Connaissez-vous un site ou je peux le télécharger 
Merci pour vos infos


----------



## Anonyme (4 Décembre 2011)

Juan-Miguel a dit:


> Salut à vous tous,
> Arrivant du monde de windows, je cherche à télécharger le pack office (Word, Excel...) pour Mac.
> Connaissez-vous un site ou je peux le télécharger
> Merci pour vos infos



Salut, 

Bienvenue dans le monde Mac 

Passe par ce lien : http://www.microsoft.com/france/mac

Cordialement


----------



## Juan-Miguel (4 Décembre 2011)

Merci xondousan, 
Merci pour ta bienvenue, ce lien et cette réactivité dans la réponse.
Juste une autre question, est ce que le travail que je vais faire sur Excel Mac peut être envoyer sur Excel Windows à mon bureau.

---------- Nouveau message ajouté à 10h49 ---------- Le message précédent a été envoyé à 10h46 ----------




Juan-Miguel a dit:


> Merci xondousan,
> Merci pour ta bienvenue, ce lien et cette réactivité dans la réponse.
> Juste une autre question, est ce que le travail que je vais faire sur Excel Mac peut être envoyer sur Excel Windows à mon bureau.



 Désolé pour la question trop rapide, je viens de trouver la réponse sur le lien que tu m'as envoyer, c'est bien compatible


----------



## Anonyme (4 Décembre 2011)

Juan-Miguel a dit:


> Merci xondousan,
> Merci pour ta bienvenue, ce lien et cette réactivité dans la réponse.
> Juste une autre question, est ce que le travail que je vais faire sur Excel Mac peut être envoyer sur Excel Windows à mon bureau.

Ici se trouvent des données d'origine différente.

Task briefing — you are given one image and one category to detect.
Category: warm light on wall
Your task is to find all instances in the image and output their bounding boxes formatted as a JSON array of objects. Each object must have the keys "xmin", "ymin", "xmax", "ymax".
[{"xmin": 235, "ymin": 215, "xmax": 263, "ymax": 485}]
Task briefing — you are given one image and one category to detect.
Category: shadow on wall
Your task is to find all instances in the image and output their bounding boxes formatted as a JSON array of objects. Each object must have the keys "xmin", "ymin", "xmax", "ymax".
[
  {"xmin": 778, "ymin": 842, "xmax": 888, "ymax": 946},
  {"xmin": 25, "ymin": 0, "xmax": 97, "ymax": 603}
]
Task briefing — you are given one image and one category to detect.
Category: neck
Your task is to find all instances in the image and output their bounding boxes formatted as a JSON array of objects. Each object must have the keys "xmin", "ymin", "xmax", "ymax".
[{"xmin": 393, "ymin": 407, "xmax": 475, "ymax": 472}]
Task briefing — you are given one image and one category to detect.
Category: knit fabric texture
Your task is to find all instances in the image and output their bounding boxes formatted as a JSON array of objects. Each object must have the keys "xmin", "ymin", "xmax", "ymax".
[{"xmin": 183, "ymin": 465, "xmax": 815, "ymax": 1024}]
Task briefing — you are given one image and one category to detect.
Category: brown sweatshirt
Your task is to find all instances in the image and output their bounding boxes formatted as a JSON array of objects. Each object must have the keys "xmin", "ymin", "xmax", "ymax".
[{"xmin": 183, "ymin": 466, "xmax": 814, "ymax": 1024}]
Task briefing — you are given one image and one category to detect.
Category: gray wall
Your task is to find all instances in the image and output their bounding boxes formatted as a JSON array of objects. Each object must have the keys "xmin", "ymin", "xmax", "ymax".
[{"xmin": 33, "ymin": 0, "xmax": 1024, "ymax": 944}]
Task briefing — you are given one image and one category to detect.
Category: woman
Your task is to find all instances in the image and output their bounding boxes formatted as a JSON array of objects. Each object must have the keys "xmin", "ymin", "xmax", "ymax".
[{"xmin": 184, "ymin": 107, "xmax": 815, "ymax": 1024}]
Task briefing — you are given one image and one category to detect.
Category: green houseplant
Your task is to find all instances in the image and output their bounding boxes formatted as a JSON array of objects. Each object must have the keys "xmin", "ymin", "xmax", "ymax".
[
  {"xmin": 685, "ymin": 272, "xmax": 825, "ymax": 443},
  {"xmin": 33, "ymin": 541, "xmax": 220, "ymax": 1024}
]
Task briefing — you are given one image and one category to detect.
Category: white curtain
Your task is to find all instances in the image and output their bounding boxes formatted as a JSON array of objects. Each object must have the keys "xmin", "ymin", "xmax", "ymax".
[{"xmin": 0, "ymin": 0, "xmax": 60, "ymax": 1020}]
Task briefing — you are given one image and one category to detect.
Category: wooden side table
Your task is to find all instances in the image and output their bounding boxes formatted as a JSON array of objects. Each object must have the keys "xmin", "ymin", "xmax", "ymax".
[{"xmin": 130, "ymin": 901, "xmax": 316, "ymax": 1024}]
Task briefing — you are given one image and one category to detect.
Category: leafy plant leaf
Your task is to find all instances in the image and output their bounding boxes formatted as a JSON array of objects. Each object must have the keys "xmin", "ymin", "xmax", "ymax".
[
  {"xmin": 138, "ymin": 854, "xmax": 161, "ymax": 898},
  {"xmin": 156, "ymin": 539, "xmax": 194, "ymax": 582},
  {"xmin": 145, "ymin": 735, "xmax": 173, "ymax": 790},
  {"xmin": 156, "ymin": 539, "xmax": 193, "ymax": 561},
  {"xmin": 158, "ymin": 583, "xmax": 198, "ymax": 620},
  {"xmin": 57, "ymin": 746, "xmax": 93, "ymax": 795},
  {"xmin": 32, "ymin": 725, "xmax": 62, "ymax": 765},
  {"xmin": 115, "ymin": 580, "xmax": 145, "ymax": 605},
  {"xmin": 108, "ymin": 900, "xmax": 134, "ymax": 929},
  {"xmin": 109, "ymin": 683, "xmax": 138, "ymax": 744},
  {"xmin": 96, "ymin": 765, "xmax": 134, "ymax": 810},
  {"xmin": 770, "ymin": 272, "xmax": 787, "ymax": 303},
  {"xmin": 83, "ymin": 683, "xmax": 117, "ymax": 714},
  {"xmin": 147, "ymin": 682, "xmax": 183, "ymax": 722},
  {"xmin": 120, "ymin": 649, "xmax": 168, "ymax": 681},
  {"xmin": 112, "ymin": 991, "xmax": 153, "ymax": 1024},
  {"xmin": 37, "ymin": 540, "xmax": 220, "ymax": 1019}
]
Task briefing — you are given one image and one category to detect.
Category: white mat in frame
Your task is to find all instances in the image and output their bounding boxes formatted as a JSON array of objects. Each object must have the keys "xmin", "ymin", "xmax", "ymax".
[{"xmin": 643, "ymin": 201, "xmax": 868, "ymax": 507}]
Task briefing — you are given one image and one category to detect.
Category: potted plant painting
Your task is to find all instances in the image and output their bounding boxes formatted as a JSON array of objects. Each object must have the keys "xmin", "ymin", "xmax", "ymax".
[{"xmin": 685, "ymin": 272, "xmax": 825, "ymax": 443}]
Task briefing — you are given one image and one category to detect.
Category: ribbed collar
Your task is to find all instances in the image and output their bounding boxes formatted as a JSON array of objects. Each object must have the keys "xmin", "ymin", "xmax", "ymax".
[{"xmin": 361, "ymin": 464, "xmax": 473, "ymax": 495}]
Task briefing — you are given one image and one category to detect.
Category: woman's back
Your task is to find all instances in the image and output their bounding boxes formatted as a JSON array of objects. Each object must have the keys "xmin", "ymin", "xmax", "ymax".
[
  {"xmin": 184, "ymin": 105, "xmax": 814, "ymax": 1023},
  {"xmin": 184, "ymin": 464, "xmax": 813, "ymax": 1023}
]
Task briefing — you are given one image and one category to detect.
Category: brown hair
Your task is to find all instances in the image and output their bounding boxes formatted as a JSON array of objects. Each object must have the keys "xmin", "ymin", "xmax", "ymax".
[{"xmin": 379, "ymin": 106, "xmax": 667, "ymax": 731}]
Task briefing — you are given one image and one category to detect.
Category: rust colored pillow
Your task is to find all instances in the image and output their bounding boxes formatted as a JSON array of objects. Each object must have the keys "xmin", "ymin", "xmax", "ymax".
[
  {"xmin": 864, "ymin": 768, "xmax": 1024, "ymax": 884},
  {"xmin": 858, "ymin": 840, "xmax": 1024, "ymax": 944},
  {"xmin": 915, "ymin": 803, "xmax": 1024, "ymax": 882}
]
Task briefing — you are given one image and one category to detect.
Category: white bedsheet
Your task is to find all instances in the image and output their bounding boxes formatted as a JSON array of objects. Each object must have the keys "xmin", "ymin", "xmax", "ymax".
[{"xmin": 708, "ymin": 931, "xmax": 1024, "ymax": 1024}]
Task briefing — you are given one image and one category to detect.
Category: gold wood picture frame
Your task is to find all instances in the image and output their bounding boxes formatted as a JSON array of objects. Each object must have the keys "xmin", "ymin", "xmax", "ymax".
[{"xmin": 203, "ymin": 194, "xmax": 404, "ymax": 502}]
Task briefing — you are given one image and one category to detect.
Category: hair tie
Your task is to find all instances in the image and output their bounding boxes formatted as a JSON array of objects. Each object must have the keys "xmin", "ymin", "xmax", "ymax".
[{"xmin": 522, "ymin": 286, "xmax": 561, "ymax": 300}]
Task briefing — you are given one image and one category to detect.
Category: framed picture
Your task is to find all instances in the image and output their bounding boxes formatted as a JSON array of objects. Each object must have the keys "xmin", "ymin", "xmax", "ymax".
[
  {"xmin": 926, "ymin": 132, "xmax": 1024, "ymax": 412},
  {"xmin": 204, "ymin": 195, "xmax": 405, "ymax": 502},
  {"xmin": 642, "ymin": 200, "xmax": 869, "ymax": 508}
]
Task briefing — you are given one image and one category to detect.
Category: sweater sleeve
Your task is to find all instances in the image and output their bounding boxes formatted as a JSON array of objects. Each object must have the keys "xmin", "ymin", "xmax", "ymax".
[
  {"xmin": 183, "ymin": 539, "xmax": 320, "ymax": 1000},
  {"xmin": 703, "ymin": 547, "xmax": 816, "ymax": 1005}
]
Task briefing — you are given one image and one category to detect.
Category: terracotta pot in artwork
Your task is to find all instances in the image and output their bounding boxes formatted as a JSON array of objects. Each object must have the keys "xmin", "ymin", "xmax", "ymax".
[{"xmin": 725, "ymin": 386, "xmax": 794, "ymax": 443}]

Oui naturellement, il faut juste veiller à enregistrer sous (une version compatible par ex. 97-2004) pour être en mesure de le reprendre, car souvent les entreprises sont à la traine en ce qui concerne les versions installées.


----------



## Juan-Miguel (4 Décembre 2011)

xondousan a dit:


> Oui naturellement, il faut juste veiller à enregistrer sous (une version compatible par ex. 97-2004) pour être en mesure de le reprendre, car souvent les entreprises sont à la traine en ce qui concerne les versions installées.



oui et non, car il est  possible d'enregistrer le fichier sous une version précédente.


----------